I serbatoi di zavorra delle navi, a causa della lunga immersione in acqua di mare, alternanza umido-secco e ambiente anossico, sono punti critici per corrosione e fatica strutturale. L'Organizzazione Marittima Internazionale (IMO) ha reso obbligatorio, tramite la risoluzione MSC.215(82), il "Performance Standard for Protective Coatings" (PSPC, Standard di prestazione per rivestimenti protettivi) per i serbatoi di zavorra delle navi. I requisiti centrali dello standard includono: il sistema di rivestimento del serbatoio di zavorra raggiunge la prestazione prevista nei test di corrosione ciclica in ambiente simulato (solitamente vita utile target di 15 anni), il trattamento superficiale dell'acciaio raggiunge Sa2.5 e controlla i sali solubili (come cloruri ≤ 50 mg/m² in termini di NaCl, secondo il testo PSPC), l'uso di un abbinamento di rivestimento riconosciuto PSPC, e registrazione dettagliata e approvazione di verniciatura e ispezione.

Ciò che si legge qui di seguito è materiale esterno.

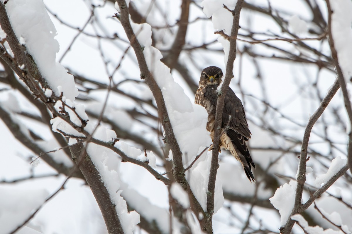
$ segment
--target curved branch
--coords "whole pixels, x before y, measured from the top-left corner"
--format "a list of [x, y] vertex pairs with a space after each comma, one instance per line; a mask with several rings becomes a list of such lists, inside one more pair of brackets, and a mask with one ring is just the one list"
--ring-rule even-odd
[[[302, 145], [301, 147], [301, 156], [300, 157], [300, 162], [298, 167], [298, 174], [297, 176], [297, 188], [296, 190], [296, 196], [295, 198], [295, 204], [293, 209], [291, 212], [288, 220], [285, 225], [280, 228], [280, 231], [283, 234], [289, 234], [292, 227], [295, 224], [295, 221], [291, 219], [291, 216], [296, 214], [300, 214], [302, 212], [302, 204], [301, 201], [304, 183], [306, 182], [306, 168], [307, 165], [307, 150], [308, 148], [308, 143], [309, 141], [310, 133], [314, 125], [322, 114], [326, 107], [330, 102], [333, 97], [335, 95], [336, 92], [340, 88], [340, 82], [339, 78], [337, 78], [335, 80], [334, 84], [330, 89], [328, 91], [326, 95], [318, 109], [310, 117], [304, 131]], [[309, 204], [310, 205], [310, 204]], [[307, 209], [306, 208], [303, 210]]]
[[[209, 181], [208, 185], [208, 193], [207, 196], [207, 212], [208, 215], [207, 219], [210, 224], [208, 227], [208, 233], [212, 232], [212, 227], [210, 226], [212, 219], [214, 213], [214, 198], [215, 196], [215, 181], [216, 179], [216, 173], [219, 168], [219, 150], [220, 148], [220, 137], [221, 134], [221, 124], [222, 118], [222, 110], [224, 109], [225, 95], [227, 92], [230, 82], [233, 77], [232, 70], [233, 69], [233, 63], [236, 59], [236, 39], [239, 28], [239, 25], [240, 19], [240, 13], [243, 4], [244, 0], [238, 0], [236, 4], [235, 9], [232, 11], [233, 15], [232, 21], [232, 27], [231, 30], [231, 38], [228, 39], [230, 42], [230, 46], [227, 63], [226, 66], [226, 73], [224, 83], [221, 88], [220, 93], [221, 94], [218, 99], [216, 103], [216, 109], [215, 115], [215, 133], [214, 141], [213, 143], [214, 149], [212, 155], [212, 162], [210, 166], [210, 172], [209, 174]], [[225, 7], [225, 6], [224, 7]], [[222, 94], [224, 95], [222, 95]], [[211, 230], [211, 232], [210, 232]]]

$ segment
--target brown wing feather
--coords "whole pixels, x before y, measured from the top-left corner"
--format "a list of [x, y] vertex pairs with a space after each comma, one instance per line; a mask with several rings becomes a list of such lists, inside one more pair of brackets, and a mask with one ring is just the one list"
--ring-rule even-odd
[[[218, 78], [218, 81], [214, 85], [210, 84], [209, 83], [208, 79], [205, 75], [203, 76], [203, 74], [205, 73], [208, 75], [214, 75], [218, 74], [219, 71], [221, 72], [221, 70], [215, 67], [204, 69], [201, 76], [199, 86], [196, 93], [195, 100], [195, 103], [203, 106], [208, 112], [209, 116], [207, 128], [210, 132], [210, 136], [213, 140], [213, 122], [218, 101], [216, 91], [221, 81], [220, 77]], [[221, 74], [222, 76], [222, 72]], [[223, 145], [222, 147], [230, 150], [233, 156], [242, 164], [246, 175], [249, 180], [254, 181], [254, 176], [251, 171], [251, 166], [254, 168], [256, 167], [245, 142], [251, 138], [251, 131], [248, 128], [242, 102], [230, 88], [228, 88], [225, 97], [222, 125], [222, 131], [225, 129], [227, 126], [228, 127], [224, 133], [227, 136], [223, 135], [221, 137], [222, 139], [226, 139], [222, 140]]]

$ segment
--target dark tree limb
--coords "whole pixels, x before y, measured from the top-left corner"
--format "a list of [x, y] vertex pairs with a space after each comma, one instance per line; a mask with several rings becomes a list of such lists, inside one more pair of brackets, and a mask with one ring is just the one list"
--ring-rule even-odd
[[188, 26], [189, 4], [190, 0], [182, 0], [181, 5], [181, 15], [178, 21], [178, 29], [171, 48], [162, 61], [171, 70], [178, 63], [178, 57], [186, 42], [186, 33]]
[[[337, 55], [337, 52], [335, 48], [334, 39], [332, 36], [332, 32], [331, 29], [331, 17], [333, 14], [332, 10], [330, 6], [329, 0], [325, 0], [326, 6], [327, 7], [328, 18], [328, 27], [329, 35], [329, 45], [330, 46], [330, 49], [331, 51], [331, 57], [333, 61], [336, 70], [337, 71], [337, 75], [341, 84], [341, 89], [342, 91], [342, 94], [344, 96], [344, 101], [345, 102], [345, 107], [348, 115], [350, 120], [350, 126], [352, 126], [352, 107], [351, 106], [351, 102], [350, 100], [348, 91], [347, 90], [347, 86], [346, 84], [346, 78], [344, 76], [344, 73], [342, 71], [341, 67], [339, 63], [339, 59]], [[348, 165], [350, 168], [352, 168], [352, 131], [351, 131], [348, 134], [348, 143], [347, 149], [347, 158], [348, 159]], [[351, 169], [352, 173], [352, 169]]]
[[[307, 126], [306, 126], [306, 129], [304, 131], [301, 147], [301, 156], [300, 156], [298, 175], [297, 176], [297, 187], [296, 190], [294, 206], [291, 212], [291, 215], [290, 216], [290, 217], [296, 214], [301, 214], [303, 212], [302, 210], [302, 206], [301, 201], [303, 193], [303, 187], [306, 182], [307, 150], [308, 148], [308, 143], [312, 129], [313, 128], [314, 125], [320, 118], [323, 112], [324, 112], [330, 101], [336, 93], [336, 92], [338, 90], [340, 86], [339, 80], [338, 78], [337, 78], [335, 80], [332, 86], [328, 91], [327, 93], [320, 103], [318, 109], [310, 117]], [[306, 209], [307, 209], [307, 208]], [[295, 221], [291, 219], [290, 218], [286, 221], [285, 225], [281, 227], [280, 231], [283, 234], [289, 234], [294, 224]]]
[[[184, 168], [182, 161], [182, 152], [174, 133], [161, 90], [147, 66], [141, 45], [132, 29], [130, 22], [127, 6], [124, 0], [118, 0], [117, 2], [121, 10], [121, 14], [118, 16], [118, 18], [125, 29], [131, 46], [134, 51], [142, 74], [141, 76], [144, 79], [146, 83], [150, 88], [156, 102], [161, 123], [165, 132], [166, 142], [172, 153], [173, 175], [176, 181], [188, 193], [192, 210], [195, 214], [201, 213], [205, 216], [205, 212], [195, 198], [185, 177]], [[207, 220], [205, 219], [200, 219], [199, 220], [203, 230], [205, 226], [208, 225], [206, 223]]]
[[215, 196], [215, 181], [216, 179], [218, 168], [219, 168], [219, 150], [220, 148], [220, 129], [222, 121], [222, 110], [224, 109], [225, 96], [230, 82], [233, 77], [233, 63], [236, 58], [236, 39], [239, 28], [239, 25], [240, 19], [240, 13], [243, 4], [243, 0], [238, 0], [236, 4], [234, 10], [232, 11], [233, 15], [232, 21], [232, 27], [231, 30], [231, 38], [228, 40], [230, 42], [230, 49], [228, 57], [227, 63], [226, 65], [226, 73], [224, 83], [220, 91], [220, 95], [216, 103], [216, 109], [215, 115], [215, 126], [214, 141], [213, 142], [214, 149], [212, 151], [212, 161], [210, 166], [209, 175], [209, 181], [208, 185], [208, 193], [207, 195], [207, 214], [206, 217], [208, 220], [208, 226], [207, 229], [204, 230], [207, 233], [212, 233], [213, 228], [212, 226], [212, 219], [214, 214], [214, 198]]

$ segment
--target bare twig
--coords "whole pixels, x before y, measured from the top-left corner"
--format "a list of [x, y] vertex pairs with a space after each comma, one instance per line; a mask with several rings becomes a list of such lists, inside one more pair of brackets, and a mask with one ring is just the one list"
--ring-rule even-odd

La particolarità di PSPC è che è "obbligatorio + a riconoscimento": non solo prescrive indicatori di prestazione, ma richiede che il sistema di rivestimento superi i test di tipo secondo la procedura standard in laboratori riconosciuti IMO e presenti piano di verniciatura e ispezione approvato. Il complementare ISO 20340 "Metodi di prova di laboratorio per le prestazioni dei sistemi di vernici protettive per strutture offshore e correlate" fornisce una procedura di invecchiamento ciclico più vicina all'ambiente delle piattaforme marine, spesso citata in eolico offshore, piattaforme marine, ecc.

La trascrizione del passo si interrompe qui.